Is the Commonwealth Bank of Australia (ASX: CBA) share price a buy?
The major ASX bank's share price has performed better than its peers so far during this crisis.
Since 21 February 2020, the CBA share price is down 17.5%, the National Australia Bank Ltd (ASX: NAB) share price is down 23%, the Australia and New Zealand Banking Group (ASX: ANZ) share price is down 22.5% and the Westpac Banking Corp (ASX: WBC) share price is down 20.5%.
CBA has always been seen as the highest-quality of the big four ASX banks and this reputation seems to be cushioning its fall.
One of the main benefits of CBA is that it isn't as exposed to the problems that businesses are facing with lack of cashflow. Individuals could face cashflow issues too, hopefully Aussie businesses keep people employed and keep paying them with a bit of help from the Australian government.

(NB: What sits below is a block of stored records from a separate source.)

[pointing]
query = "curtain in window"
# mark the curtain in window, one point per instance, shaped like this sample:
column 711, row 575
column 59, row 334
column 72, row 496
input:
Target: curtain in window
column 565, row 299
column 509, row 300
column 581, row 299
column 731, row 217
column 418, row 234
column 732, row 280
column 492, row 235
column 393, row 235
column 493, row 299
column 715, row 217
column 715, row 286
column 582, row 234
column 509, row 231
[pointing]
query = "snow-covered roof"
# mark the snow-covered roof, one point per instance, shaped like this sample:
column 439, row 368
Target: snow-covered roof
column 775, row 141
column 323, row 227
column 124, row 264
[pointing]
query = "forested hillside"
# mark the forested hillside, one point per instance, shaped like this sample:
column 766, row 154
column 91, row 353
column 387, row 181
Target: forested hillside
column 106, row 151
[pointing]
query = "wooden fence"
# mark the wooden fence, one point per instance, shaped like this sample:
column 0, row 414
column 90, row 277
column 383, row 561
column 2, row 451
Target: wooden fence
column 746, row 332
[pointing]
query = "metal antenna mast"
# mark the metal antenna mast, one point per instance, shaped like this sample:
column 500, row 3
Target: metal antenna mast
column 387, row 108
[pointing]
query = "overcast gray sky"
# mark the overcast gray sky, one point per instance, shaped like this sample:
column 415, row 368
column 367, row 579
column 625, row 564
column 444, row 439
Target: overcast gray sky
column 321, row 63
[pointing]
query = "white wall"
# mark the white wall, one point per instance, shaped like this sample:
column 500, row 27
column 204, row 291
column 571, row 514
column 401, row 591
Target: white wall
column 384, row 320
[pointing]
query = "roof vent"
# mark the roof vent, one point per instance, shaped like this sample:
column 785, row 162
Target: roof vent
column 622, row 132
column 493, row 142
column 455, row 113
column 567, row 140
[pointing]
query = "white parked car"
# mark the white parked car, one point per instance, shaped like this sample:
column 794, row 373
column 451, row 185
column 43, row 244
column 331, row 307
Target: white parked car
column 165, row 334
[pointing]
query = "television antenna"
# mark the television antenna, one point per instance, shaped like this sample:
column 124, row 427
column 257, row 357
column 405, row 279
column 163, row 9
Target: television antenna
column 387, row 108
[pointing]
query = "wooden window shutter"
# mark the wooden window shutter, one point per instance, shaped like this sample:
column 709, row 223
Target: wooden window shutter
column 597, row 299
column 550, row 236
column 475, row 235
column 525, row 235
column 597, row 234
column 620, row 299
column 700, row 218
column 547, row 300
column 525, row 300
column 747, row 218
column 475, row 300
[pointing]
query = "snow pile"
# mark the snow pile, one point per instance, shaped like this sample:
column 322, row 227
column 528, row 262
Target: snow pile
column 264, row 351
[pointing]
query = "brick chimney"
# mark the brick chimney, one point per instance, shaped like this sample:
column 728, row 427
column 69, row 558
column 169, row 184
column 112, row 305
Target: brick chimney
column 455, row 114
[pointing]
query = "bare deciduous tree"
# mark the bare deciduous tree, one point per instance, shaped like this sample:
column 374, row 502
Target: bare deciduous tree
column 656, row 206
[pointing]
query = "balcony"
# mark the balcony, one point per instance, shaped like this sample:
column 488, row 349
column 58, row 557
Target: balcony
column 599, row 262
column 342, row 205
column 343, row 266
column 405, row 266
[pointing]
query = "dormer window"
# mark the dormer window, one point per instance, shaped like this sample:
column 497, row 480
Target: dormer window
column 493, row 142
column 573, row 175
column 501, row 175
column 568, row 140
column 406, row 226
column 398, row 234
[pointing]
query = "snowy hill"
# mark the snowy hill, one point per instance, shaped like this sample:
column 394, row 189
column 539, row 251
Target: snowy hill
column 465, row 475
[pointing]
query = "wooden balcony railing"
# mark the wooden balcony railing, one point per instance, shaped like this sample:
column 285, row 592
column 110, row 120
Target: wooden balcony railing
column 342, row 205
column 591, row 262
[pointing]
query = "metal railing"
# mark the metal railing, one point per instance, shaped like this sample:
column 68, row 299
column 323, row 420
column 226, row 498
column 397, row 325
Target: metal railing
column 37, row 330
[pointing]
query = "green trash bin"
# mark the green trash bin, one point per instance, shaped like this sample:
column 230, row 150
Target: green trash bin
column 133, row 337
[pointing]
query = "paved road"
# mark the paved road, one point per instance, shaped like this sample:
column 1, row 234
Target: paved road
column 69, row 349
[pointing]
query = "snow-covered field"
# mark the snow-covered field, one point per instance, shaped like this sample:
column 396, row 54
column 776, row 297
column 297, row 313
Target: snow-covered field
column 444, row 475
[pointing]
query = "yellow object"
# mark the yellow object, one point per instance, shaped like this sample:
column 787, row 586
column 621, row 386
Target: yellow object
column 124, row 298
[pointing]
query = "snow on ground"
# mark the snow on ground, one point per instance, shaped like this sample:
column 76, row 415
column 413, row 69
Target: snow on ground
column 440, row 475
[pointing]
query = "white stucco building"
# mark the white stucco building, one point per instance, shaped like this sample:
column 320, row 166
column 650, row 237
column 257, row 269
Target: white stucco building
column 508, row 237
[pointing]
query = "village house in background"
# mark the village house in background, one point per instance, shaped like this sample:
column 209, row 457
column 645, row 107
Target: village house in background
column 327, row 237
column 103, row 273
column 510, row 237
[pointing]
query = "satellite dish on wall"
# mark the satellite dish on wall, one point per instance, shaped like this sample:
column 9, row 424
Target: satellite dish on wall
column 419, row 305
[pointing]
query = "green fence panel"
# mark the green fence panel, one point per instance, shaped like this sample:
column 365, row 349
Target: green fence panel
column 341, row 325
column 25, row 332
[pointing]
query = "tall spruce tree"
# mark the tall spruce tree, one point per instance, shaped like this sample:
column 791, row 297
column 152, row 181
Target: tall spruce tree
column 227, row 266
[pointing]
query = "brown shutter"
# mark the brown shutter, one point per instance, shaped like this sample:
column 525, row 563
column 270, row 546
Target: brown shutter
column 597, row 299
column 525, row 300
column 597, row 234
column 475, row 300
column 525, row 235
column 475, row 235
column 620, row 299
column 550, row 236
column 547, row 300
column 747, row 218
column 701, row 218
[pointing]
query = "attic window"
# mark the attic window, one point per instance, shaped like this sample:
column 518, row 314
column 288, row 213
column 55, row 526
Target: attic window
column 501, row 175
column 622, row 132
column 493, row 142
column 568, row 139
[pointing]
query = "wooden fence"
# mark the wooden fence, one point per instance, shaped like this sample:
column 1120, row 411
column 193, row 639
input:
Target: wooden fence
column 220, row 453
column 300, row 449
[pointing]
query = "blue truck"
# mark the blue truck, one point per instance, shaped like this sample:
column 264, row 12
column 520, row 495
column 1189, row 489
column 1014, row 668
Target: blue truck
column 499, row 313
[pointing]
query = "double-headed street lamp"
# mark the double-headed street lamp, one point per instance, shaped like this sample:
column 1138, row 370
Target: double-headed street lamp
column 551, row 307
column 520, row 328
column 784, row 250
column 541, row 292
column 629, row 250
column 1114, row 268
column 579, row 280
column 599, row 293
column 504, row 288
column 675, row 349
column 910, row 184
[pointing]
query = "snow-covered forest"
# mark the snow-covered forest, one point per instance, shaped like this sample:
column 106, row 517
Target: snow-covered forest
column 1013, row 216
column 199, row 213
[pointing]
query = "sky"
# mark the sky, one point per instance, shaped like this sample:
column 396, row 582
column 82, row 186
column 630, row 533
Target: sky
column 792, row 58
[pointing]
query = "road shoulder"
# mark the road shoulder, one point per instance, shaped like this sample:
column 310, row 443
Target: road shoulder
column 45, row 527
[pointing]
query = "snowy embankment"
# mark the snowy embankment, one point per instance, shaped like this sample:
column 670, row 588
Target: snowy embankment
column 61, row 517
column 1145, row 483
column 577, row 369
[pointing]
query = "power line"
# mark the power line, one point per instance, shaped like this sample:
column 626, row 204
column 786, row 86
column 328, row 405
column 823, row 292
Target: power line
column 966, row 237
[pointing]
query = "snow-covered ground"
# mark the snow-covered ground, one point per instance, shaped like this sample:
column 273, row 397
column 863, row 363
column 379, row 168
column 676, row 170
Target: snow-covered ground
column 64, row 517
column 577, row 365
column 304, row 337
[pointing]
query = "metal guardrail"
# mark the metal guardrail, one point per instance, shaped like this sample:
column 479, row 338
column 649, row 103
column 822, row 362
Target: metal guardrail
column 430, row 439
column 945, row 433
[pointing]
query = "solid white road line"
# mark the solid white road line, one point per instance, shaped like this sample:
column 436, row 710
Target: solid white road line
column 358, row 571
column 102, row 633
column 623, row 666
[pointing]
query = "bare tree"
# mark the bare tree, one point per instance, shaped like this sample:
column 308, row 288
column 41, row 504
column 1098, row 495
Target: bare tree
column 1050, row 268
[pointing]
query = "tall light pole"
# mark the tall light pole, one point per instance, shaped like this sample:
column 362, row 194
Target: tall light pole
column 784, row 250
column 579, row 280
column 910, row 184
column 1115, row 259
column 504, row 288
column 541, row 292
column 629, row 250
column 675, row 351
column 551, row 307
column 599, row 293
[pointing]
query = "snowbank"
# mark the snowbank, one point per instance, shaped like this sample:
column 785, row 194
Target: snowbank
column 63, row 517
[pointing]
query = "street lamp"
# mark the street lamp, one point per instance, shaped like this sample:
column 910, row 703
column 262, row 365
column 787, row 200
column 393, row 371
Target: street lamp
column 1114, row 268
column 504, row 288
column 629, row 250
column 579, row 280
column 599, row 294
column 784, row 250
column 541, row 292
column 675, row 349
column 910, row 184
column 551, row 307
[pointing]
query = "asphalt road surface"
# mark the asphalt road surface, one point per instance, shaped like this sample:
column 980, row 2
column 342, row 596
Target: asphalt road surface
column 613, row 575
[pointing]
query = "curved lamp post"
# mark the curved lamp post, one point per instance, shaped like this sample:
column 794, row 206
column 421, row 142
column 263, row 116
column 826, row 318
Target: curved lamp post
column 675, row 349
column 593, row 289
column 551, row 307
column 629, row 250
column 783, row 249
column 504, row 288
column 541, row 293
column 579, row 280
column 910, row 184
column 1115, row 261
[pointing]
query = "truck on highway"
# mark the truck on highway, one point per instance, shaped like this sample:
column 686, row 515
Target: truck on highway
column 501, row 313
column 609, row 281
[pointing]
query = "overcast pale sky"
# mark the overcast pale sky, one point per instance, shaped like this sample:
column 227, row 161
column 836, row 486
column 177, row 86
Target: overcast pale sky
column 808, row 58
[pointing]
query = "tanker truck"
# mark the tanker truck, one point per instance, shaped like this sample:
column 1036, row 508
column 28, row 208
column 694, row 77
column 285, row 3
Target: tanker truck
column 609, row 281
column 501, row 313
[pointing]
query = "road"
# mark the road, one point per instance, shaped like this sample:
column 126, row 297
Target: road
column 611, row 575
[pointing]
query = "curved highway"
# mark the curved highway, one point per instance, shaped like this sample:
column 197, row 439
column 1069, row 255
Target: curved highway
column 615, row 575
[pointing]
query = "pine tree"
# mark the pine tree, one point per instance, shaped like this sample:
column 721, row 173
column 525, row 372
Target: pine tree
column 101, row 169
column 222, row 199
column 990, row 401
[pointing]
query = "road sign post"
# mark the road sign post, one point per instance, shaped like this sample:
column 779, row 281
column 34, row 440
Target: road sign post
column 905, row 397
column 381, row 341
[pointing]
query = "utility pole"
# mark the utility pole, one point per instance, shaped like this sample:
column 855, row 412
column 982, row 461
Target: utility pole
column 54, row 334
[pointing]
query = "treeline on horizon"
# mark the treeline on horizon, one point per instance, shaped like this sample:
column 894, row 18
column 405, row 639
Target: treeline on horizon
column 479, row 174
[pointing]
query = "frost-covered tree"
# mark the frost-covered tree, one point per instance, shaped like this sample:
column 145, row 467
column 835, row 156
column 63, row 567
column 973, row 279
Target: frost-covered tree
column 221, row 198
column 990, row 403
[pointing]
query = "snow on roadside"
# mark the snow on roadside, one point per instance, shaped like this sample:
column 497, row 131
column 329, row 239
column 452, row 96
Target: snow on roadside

It's this type of situation that APRA has been planning for with its requirement that major bank CET1 ratios have to be above 10.5% so that they can get through this period but also keep lending.
CBA also doesn't have a potentially large fine hanging over it like Westpac and NAB do, though it's possible something else could pop up.
The coronavirus is causing large volatility on the share market, but house prices keep rising. This is good news for banks like CBA because it reduces the risk of bad debts and it means that the size of each loan for new buyers is still rising.
Foolish takeaway
CBA is trading at 14x FY22's estimated earnings – I think this is how far we need to look ahead to see a normal financial result again. It has a trailing grossed-up dividend yield of 8.4%, though I wouldn't bet the house on this dividend being the same over the next 12 months. Despite the fall, I think there are better value shares during this coronavirus selloff.